ORIGINAL FRENCH ARTICLE: "Règle d’or": Fillon tend un piège au PS

by Sébastien Crépel

The French Government’s “Golden Rule”: Will the Socialist Party Fall into the Trap?

Translated Saturday 27 August 2011, by Isabelle Métral and reviewed by Henry Crapo

Prime Minister François Fillon invokes national unity in order to force Parliament to vote the president’s plan to make budgetary deficit unconstitutional.

With the government and Parliament now back at work, the Right has decided on its line: it is essential to keep a tight rein on the Socialist Party at a time when the sovereign debt crisis opens an un-hoped-for opportunity to impose perpetual austerity on the country. Even as the measures François Fillon is expected to make public next Wednesday after the weekly cabinet meeting “are bound to have a bitter taste”, according to the daily le Figaro, the prime minister has spun out an address in the opinion column of the daily’s last week-end issue in which, in the name of “national unity”, he explicitly urges the Socialist Party to vote the “golden rule”, which will consist in adding an article to the Constitution that will make it compulsory to eliminate the budgetary deficit.

François Fillon does not beat about the bush: “I call on all political parties to behave responsibly and rally in support”, he declares, and feigns regret at the Socialist Party’s “apparent foible for multiplying public posts and state-funded jobs for the unemployed”, and its “not having yet fully realized how much it will take for us to meet our commitment to reduce the public deficit and debt.”

In short, the Right intends to take advantage of public opinion’s fears over the euro crisis to call the Socialist Party’s bluff. For the arithmetic of parliamentary votes is clear enough: without the support of at least part of the Socialist deputies and senators the reform just cannot rally the three-fifths of the votes needed to modify the Constitution.
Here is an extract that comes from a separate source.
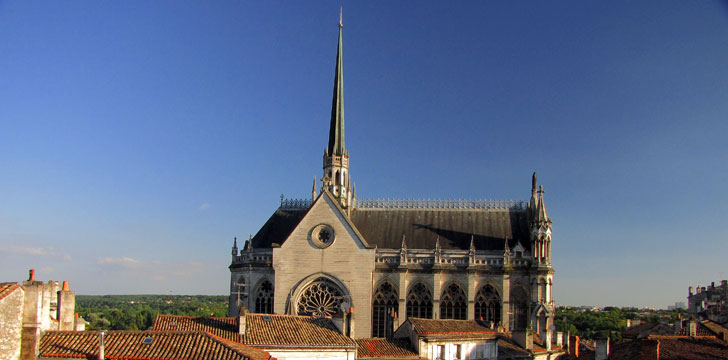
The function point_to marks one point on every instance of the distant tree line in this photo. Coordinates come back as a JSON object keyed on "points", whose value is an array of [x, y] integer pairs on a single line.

Consequently, if a convention of the National Assembly and the Senate is called, the Right means to place the Socialist Party in the horns of a dilemma: either vote for a reform that would make all Leftist policy impossible, or defeat the bill and incur the risk of being accused throughout the 2012 presidential campaign of being inclined to let the deficits run.

François Hollande shares "the same objective"

For the time being the Socialist Party stands firm on its refusal of the Right’s plan. Harlem Désir, the party’s spokesman, turned down the president’s request point-blank last Friday, and accused him of calling for “national union in order to pay the bill of his chaotic fiscal policies” in favour of “the richest”.

Still, everyone will remember how, when Parliament (the National Assembly and the Senate) convened in 2008, a few dissenting voices in the party had been enough to tip the scales in favour of Sarkozy’s constitutional reform, which was passed with a majority of two votes only, one of them cast by Jack Lang [1].Some lend a willing ear, if not to Sarkozy’s plan, at least to his rhetoric. Even though François Hollande [2] refuses to back the “golden rule”, he proposes “a financial planning bill – for after the 2012 election – that would meet our European objectives with respect to the reduction of deficits”, he declared yesterday in le Journal du dimanche, adding that he also “thought it necessary to curb the public debt”.

Outside the socialist party, the public statements of Daniel Cohn-Bendit [3] in favour of a “golden rule” that would include social “compensations”, and above all the declarations of the movement’s spokesperson Laurence Vichnievsky that retirement at the age of sixty was a ‘”mad idea” and her plea for cuts in public posts have spread confusion among ecologist ranks.

[1A socialist senator.

[2A former general secretary of the socialist party, François Hollande is one of the candidates in the on-coming socialist presidential primaries.

[3A leader of the Ecology-Green movement (EELV).